I’m generally willing to go down this route. The problem is important enough to the ecosystem and to uv that it’s worth investing a few days to implement the spec, even if it’s ultimately rejected. (I’d prefer to have a little more consensus on the format before investing that time though.)

3 Likes

If that’s the case, is it an option to[1] split the PEP into two PEPs, tackling the “simple” file locking use case first?


  1. shudder ↩︎

So we’d implement a file-locking format initially, and later add package locking. That sounds worryingly like the previous iteration of the proposal, where the PEP was for file locking (restricted to wheels only in that case) with a follow-up that would add sdist support (there wasn’t really any talk of “package locking” except in the context of sdists, as far as I recall). And everyone basically said they wouldn’t bother with the proposal until the second phase was added.

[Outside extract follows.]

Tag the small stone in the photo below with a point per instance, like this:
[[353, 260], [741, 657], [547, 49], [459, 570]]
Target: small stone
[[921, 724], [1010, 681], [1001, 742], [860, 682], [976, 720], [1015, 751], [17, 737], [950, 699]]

What assurances do we have that this wouldn’t happen here? In principle, deferring package locking to version 2 of the spec is possible. But for that to work, version 1 (file locking only) has to stand on its own as a viable proposal. And file locking only was Brett’s original proposal in this PEP, with package locking added because people like Poetry, PDM and uv said they needed it. So who would actually implement a “version 1” lockfile spec?

4 Likes

As someone who uses two of these tools, if they need package locking, I think that should be prioritized over file locking. with package locking, we can always get the effective behavior of file locking (by locking to a single solution per dependency), but the other way around isn’t the case. In this way, 1 format can serve both needs.

2 Likes

We were interested in a file-locking specification to replace requirements.txt files and we’d implement it if it existed. However, I feel pretty strongly that it’d be confusing to have multiple standard lockfiles and it’s not clear that we can design a file-locking format that’s definitely compatible with the needs of a package-locking format.

(Feel free to correct me if you disagree, Charlie)

3 Likes

I didn’t worry about that detail honestly. If the format is designed appropriately then it shouldn’t be hard to support both aspects in the same installer.

Yep, and that might be fine depending on the circumstances.

By “expanded metadata” I mean recording the extras and the dependency group details.

:+1:

Thanks very much for that offer!

Which version was that? I looked at 0.2.35 last.

I’ve said this before and the offer still stands: I have no problem trying to standardize on what uv comes up with or using it as a starting point if we all think that’s a better result. I have no ego in this and I just want to drive us to a solution. I’m also fine if the initial solution leaves out any file locking and that comes in a later PEP with explicit input from the security experts (if it’s deemed necessary).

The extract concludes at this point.